Lobbyist Jack Cozort, the city’s point person in Raleigh, cautioned that while the N.C. General Assembly’s “short session” is only planned to last from May 14 to early July, there may be some major impacts on the city. He said possible laws overhauling zoning and limiting how cities can spend funds from utilities they run looked unlikely until the 2015 session.
On the plus side, he said that some Republican legislators might press for changing last year’s regulatory overhaul to give more authority back to local governments to deal with environmental issues. “Maybe it’s an acknowledgement they went too far on this bill,” Cozort noted.
But, he noted, a bill overhauling business privilege license taxes seemed likely, and, if adopted, could leave the city short about $1 million in revenue.
“The bill as currently written is going to result in a substantial loss of revenue,” said Cozort, adding that rather than halting the changes, his hopes are based around giving cities another source of revenue to offset the loss.
Vice Mayor Marc Hunt observed that the loss will be roughly equivalent to a 1 cent per $100 property tax.
City manager Gary Jackson also noted that there will be “winners and losers” in the legislation, with “big box stores” saving money and “mom-and-pop shops” like many of Asheville’s local businesses possibly paying even more taxes, so Council might have to look for some way to offset the loss for smaller local businesses. City staff is already working with the League of Municipalities to study the impact of the new law on small and mid-sized businesses.
“I think we can be more effective the more we coordinate with other cities across the state,” Hunt added.
To better deal with such legislative issues, Cozort had a number of suggestions for Council members. He said that they should take a page from several other cities, such as Cary, and designate a specific staff person — who, typically, answers to the city manager or city attorney — to work on issues related to the legislature and coordinate with that staffer to accomplish Council priorities.
“They’ll follow the issues, get together, decide our strategy, decide who’s going to deal with whom and the best way to approach it,” Cozort said. “But you’ve got to have a person that both your legislative delegation recognizes is the person he or she can go to here in addition to being able to come to me in Raleigh. That’s important.”
He also advised Council to draft up a list of ongoing priorities, both sweeping and specific. That, he said, will give him guidelines about which legislation to support or oppose a bill if it’s brought up suddenly, even if he doesn’t have time to consult with Council.
Historically, the city attorney has played a major role in crafting the city’s annual legislative agenda — the specific laws and changes it will push for in a year — but a new City Attorney, Robin Currin, takes office May 1. Mayor Esther Manheimer suggested that in the meantime Council’s new Governance Committee draft up a list of general priorities and an agenda as Cozort suggested.
Monday night, May 17, while speaking to a forum on the future of the city’s water system, Manheimer noted that many cities, including Asheville, felt the legislature was increasingly hostile to their interests, and that city officials were seeking to band together to protect themselves.

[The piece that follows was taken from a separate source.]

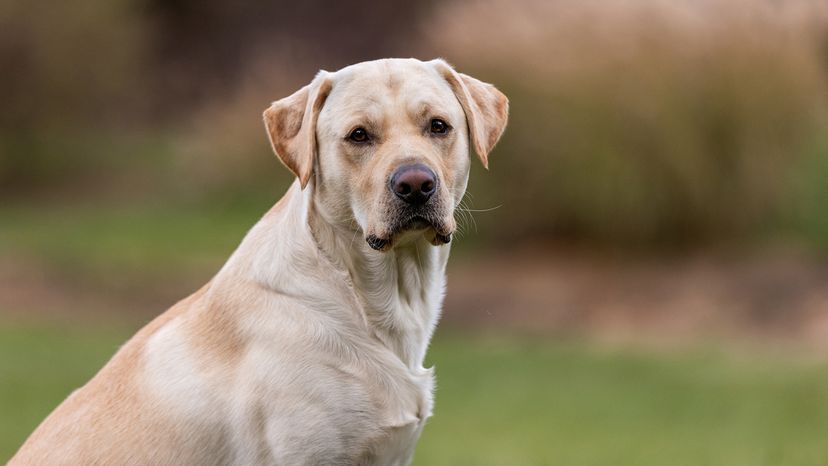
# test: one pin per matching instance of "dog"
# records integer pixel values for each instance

However, at the March 18 Council meeting, she and a number of other Council members noted that they still hoped to improve relations with legislators.
Council member Jan Davis said that during the SoCon basketball tournament, he had good conversations with Reps. Tim Moffitt and Nathan Ramsey, two Republican local legislators who co-sponsored the water legislation that the city’s currently fighting in court. Moffitt and Ramsey have also sparred with city leaders on a number of other issues.

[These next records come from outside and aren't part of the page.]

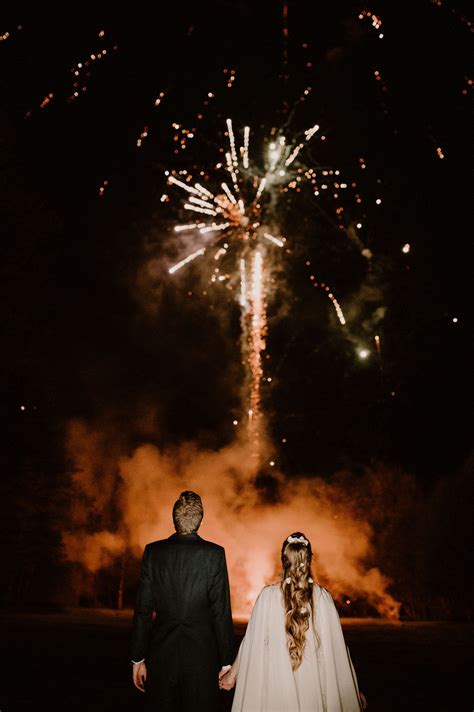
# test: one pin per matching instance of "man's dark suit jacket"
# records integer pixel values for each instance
(184, 581)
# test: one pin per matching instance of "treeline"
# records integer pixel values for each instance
(422, 541)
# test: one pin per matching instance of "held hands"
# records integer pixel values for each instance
(139, 676)
(227, 679)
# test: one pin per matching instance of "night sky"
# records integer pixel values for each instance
(94, 327)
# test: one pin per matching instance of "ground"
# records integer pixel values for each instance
(78, 661)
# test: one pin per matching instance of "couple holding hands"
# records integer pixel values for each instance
(293, 657)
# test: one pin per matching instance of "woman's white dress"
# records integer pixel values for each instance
(325, 680)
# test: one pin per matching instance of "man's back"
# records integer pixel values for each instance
(184, 581)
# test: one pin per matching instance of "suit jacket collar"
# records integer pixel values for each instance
(185, 537)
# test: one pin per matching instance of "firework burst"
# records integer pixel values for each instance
(239, 216)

“That little reaching out does a lot; we’re so used to an adversarial position that I was quaking when I called them, but I grit my teeth and held on,” Davis said. “Quite frankly, there are good things we can do besides the adversarial stuff.”
“Some sort of constructive delegation before the short session begins is important,” Hunt added. “We do have an opportunity to improve the way we work with them.”
Manheimer said she hoped to “design a framework for the relationship” with legislators. Council agreed that staff should play a bigger role with coordinating legislative issues, and setting up a point person and list of priorities as Cozort suggested.